Further, the idea of allocating overhead shouldn't be your group's focus, Anders says. He advises groups to concentrate on profits.

"The entire group needs to be concerned with controlling overhead—spending not the least amount possible, but the right amount on any particular overhead category—and maximizing profits," he says.

In essence, Anders says the best way to allocate overhead is to not allocate it at all. Instead, simply take all the money that comes in the door of the practice, subtract all of the overhead (e.g., variable, fixed, semivariable, etc.), and then decide how you will distribute the remaining profits to the doctors, he says.

By using factors such as productivity to divide the profits, you will automatically divide the overhead proportionately without ever getting into complicated cost accounting for compensation purposes—although thorough accounting is still needed to ensure that overhead costs are appropriate.

This approach is particularly useful for groups that are looking to hire another physician—an endeavor that will generate significant startup costs until the new doctor develops a profitable patient base.
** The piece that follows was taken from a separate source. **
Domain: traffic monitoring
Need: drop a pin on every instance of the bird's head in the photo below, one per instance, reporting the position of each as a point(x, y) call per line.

Charging that doctor an equal or proportional share of overhead could easily overcome that doctor's compensation until that doctor fully develops his or her practice.

Although many groups grant new doctors a grace period before they begin to charge overhead, it's difficult to determine a fair arrangement because the time it takes to build a patient base varies widely in different specialties and locations, Anders says.

There are other factors that are easier to adjust for by dividing profits rather than overhead, he adds. Consider a physician with a large patient base whose colleagues treat the patients that the doctor doesn't have time to see. Although other physicians actually see these overflow patients, the overbooked doctor is partly responsible for attracting them to the practice, Anders says.

Align whichever approach you take in handling overhead with your group's values and keep the matter in perspective. If you find your group becoming too preoccupied with overhead and cost accounting, remember that a true business-partner relationship constitutes much more than just an overhead-sharing arrangement, Brown says.